Chapter 1: Perceptions
A couple of years ago I was asked to give a talk on a topic of my choosing about prominent Tudor women in the Great Hall of Hampton Court. It was a fund-raising event for a group of high-powered business and professional women, most of whom are American.The evening was expertly compered by a well-known TV personality – until, in introducing me, she ventured to tell the audience that Elizabeth I was our first reigning queen. I couldn’t help cringing. For, of course, the first woman to rule England in her own right was not Good Queen Bess but her elder half-sister, Mary I. Stop anyone on the street and the chances are that they wouldn’t have much of a clue as to who was our first female monarch, but that those who ventured an opinion would repeat this mistake. And, if pressed, they would recall someone much nastier: ‘Oh, Bloody Mary’.
The epithet, not in common use until the seventeenth century, has stuck like mud (or something worse) to the reputation of our first Queen-regnant. Despite the best efforts of several writers, myself included, over the last ten years or so, it has not really been possible to achieve a more nuanced appraisal of a small, once pretty woman, brought up as the heir of England (her own father’s words), who inherited the throne in dramatic circumstances and whose efforts to reform Catholicism in her country and improve many aspects of English government have been completely submerged by the one fact for which she will always be remembered, that during her short reign of only five years nearly 300 Protestants were burned at the stake.

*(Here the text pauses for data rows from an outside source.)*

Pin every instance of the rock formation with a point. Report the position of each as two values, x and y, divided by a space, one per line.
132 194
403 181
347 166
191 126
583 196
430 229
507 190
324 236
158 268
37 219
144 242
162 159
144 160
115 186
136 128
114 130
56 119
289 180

This systematic pursuit of opponents to Mary’s religious policy, leading to what seems to us an especially gruesome death, has become Mary’s abiding legacy. Many stately homes in England still sell short histories of our Kings and Queens.The one on Mary I saw at Knole House in Kent, near where I live, had a predictable subtitle: ‘A Cruel Queen'. Her efforts to eradicate religious opponents may explain the popular view of Mary I, but there was much more to this woman than the fires of Smithfield. Her own life is undeniably tragic – the more so because, as Queen, she was tremendously hard-working and wanted only to do what she perceived to be right. It is only in presenting a more rounded view of Mary that we can understand how her past had marked her and come to a more just appreciation of who she was and what she achieved.